福岡で出土の鋳型と香川の巴形銅器、ぴったり一致
2008年04月18日08時00分
九州大学埋蔵文化財調査室は17日、福岡県の同大敷地から出土した弥生時代後期(2世紀ごろ)の巴(ともえ)形銅器の鋳型と、香川県の遺跡から出土した 巴形銅器3点が一致したと発表した。弥生時代の青銅器で、銅鐸(どうたく)以外で鋳型と製品が完全に一致したのは初めてという。
脚の曲がり具合などが一致した巴形銅器(手前)。後ろで手に持たれている白い石が鋳型=九大提供 |
巴形銅器は複数の突起がある青銅器で、飾り金具として使われたとされる。
鋳型は98年に、福岡県春日市と大野城市にまたがる同大筑紫地区遺跡群から出土。石英長石斑岩製で縦6.4センチ、横7.4センチの方形状で全体の4分 の1が残っていた。一方、巴形銅器は1911年に香川県さぬき市の森広遺跡から出土した3点で、東京国立博物館に収蔵されていた。

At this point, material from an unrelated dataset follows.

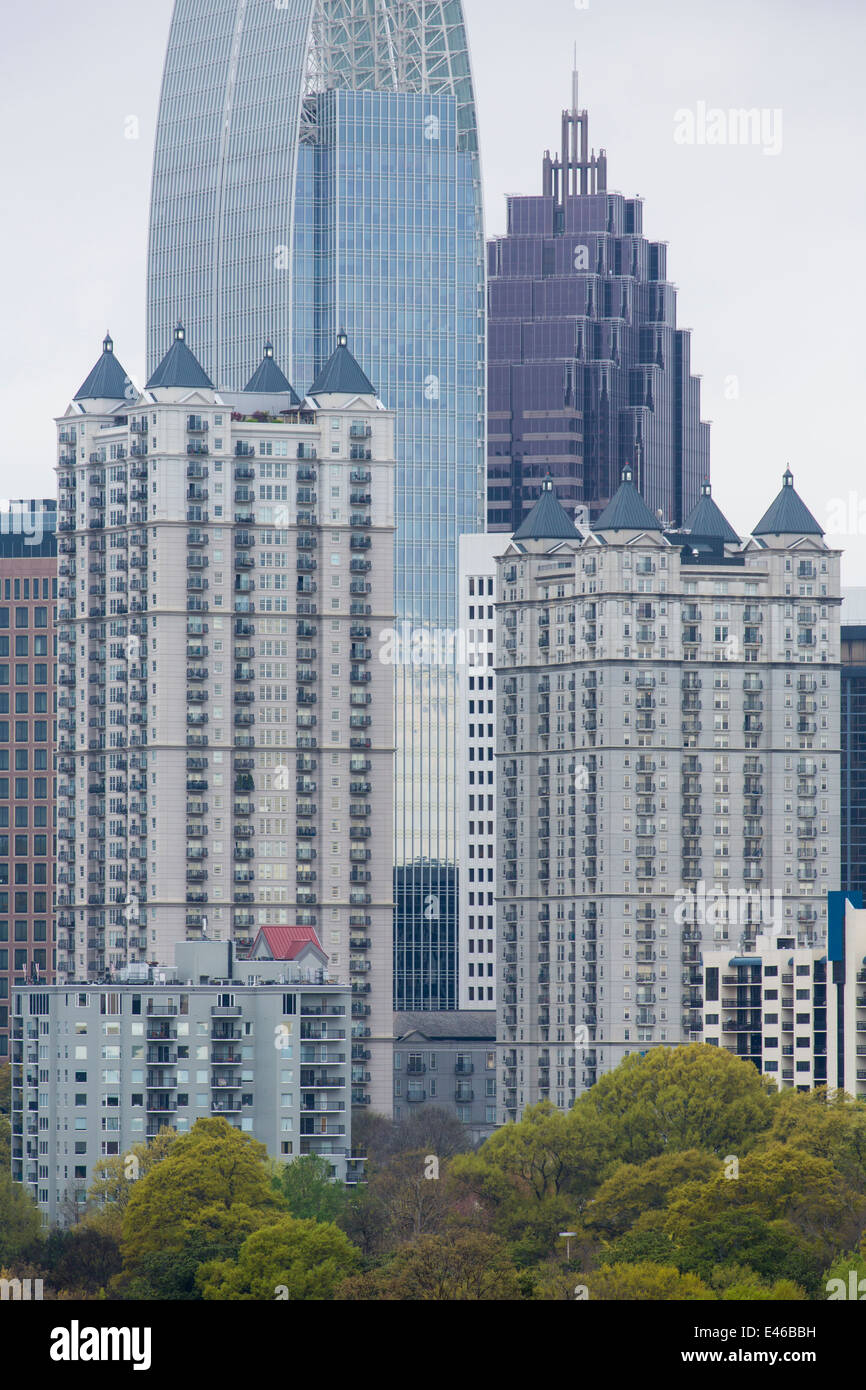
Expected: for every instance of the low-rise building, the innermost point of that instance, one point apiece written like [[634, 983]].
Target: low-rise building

同調査室によると今年1月、鋳型と巴形銅器を重ね合わせたところ、巴形の脚間の幅や曲がり具合、脚裏面の中心線などが完全に一致。3点がこの鋳型から製造されたことが確認された。このことから、少なくとも3回は同じ鋳型での鋳造が可能ということが明らかになった。
調査にあたった田尻義了・学術研究員は「弥生時代の青銅器生産と流通の一端が解明された。北部九州と瀬戸内地域との、当時の政治・経済のネットワークを考える貴重な資料となる」と話している。